34 exons

7860 bp

This gene encodes a member of the Notch family. Members of this family are Type1 transmembrane receptors and share structural characteristics represented in the diagram. The conserved domains include 36 EGF repeats and 3 lin/Notch Repeats (LNR) in the extracellular domain, 7 Ankyrin repeats, 2 different nuclear localization domains and 1 OPA/PEST region conform the intracellular domain.
The Notch2 gene is transcribed and translated as a single inactive protein. This protein is cleaved by a furin-like convertase in the trans-golgi network before it reaches the plasma membrane to yield an active form. Cleavage results in a C-terminal fragment and a N-terminal fragment, linked by disulfide bridges. Following ligand binding, it is first cleaved by ADAM17 metallopeptidase to yield a membrane-associated intermediate fragment. This fragment is then cleaved by presenilin dependent gamma-secretase to release a Notch-derived peptide containing the intracellular domain from the membrane (see Notch activation diagram).
Protein modifications:

Phosphorylation: Different phosphorylation processes are important for regulating Notch2 activity. Only GSK3beta has been found to phosphorylate Notch2 in 32D-myeloid cells.

Glycosylation: fringe glycosyl-transferases modify the extracellular domain of Notch2 by glycosylation.

Expressed in the brain, heart, kidney, spleen (hematopoietic cells,T-cells, B-cells and mast cells), lung, intestine, skeletal muscle and liver (hepatic cells and bile duct cells), ameloblasts.

Type I membrane protein. Following proteolytical processing it is translocated to the nucleus.
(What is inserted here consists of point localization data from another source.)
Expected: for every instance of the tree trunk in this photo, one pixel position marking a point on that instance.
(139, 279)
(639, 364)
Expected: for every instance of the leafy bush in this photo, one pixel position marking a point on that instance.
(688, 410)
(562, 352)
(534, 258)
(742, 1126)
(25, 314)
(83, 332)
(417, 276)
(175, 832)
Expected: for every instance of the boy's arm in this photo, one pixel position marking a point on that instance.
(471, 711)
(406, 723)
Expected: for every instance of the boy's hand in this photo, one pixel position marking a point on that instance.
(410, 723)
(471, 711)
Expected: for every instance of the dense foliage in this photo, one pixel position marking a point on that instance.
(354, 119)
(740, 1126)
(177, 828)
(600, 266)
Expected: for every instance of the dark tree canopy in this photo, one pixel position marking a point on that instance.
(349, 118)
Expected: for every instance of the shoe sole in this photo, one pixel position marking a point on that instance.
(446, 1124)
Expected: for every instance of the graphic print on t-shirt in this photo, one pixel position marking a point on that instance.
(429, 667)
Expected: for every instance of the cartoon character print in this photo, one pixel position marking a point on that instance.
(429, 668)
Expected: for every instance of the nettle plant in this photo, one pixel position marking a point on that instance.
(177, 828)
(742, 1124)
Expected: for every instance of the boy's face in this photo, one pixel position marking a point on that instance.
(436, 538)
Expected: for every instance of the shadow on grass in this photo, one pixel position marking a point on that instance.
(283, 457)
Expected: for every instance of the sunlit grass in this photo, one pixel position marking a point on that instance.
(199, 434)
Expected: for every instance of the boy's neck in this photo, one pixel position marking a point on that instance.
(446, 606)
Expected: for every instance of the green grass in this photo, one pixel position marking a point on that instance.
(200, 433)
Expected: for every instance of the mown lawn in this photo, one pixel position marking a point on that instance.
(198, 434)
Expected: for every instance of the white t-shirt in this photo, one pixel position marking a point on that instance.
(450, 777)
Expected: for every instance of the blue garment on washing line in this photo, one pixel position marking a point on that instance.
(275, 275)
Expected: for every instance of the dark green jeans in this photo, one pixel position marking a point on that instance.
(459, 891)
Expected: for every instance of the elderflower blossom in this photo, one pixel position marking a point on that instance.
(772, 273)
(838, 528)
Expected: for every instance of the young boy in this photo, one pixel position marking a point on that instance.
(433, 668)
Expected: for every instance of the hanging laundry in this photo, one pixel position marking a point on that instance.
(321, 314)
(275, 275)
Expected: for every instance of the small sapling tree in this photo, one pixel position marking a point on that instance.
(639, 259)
Physiological receptor for membrane-bound ligands jagged1, jagged2 and delta1 to regulate cell-fate determination. Upon ligand activation, Notch intracellular domain forms a transcriptional activator complex with RBP-j kappa and Mastermind proteins and activates genes of the hairy/enhancer of split (hes) family. Notch2 behaves very similar to Notch1 at the biochemical level, and in fact, C-terminal intracellular region of Notch1 can functionally replace that of Notch2 in vivo. However specific functions, specific expression patterns and embryonic lethality of single mutant mice indicate that both proteins are not redundant.
Biological functions strictly associated to Notch2 are:

Development of kidney (proximal nephron structures: podocytes and proximal convoluted tubules).

B-cell differentiation: involved in the final stages of B-cell maturation at the marginal zone of the spleen and expression of CD23 in B-CLL (B-Cell Chronic Lymphoblastic leukaemia).

T-cell maturation: later stages of T cell development, induction of CD8+ cells.

Notch2 is also required for formation of the placental circulatory system.

Degree of amino acid identity between Notch1 and Notch2 proteins: overall, 56%; EGF-like repeats, 58%; LNR,58%; CDC10, 76% and PEST, 79%.

Two different mutations segregating in two families affected by Alagille syndrome: One mutation results in partial deletion of the intracellular domain including 4 ankyrin repeats, the second mutation affects EGF repeat 11.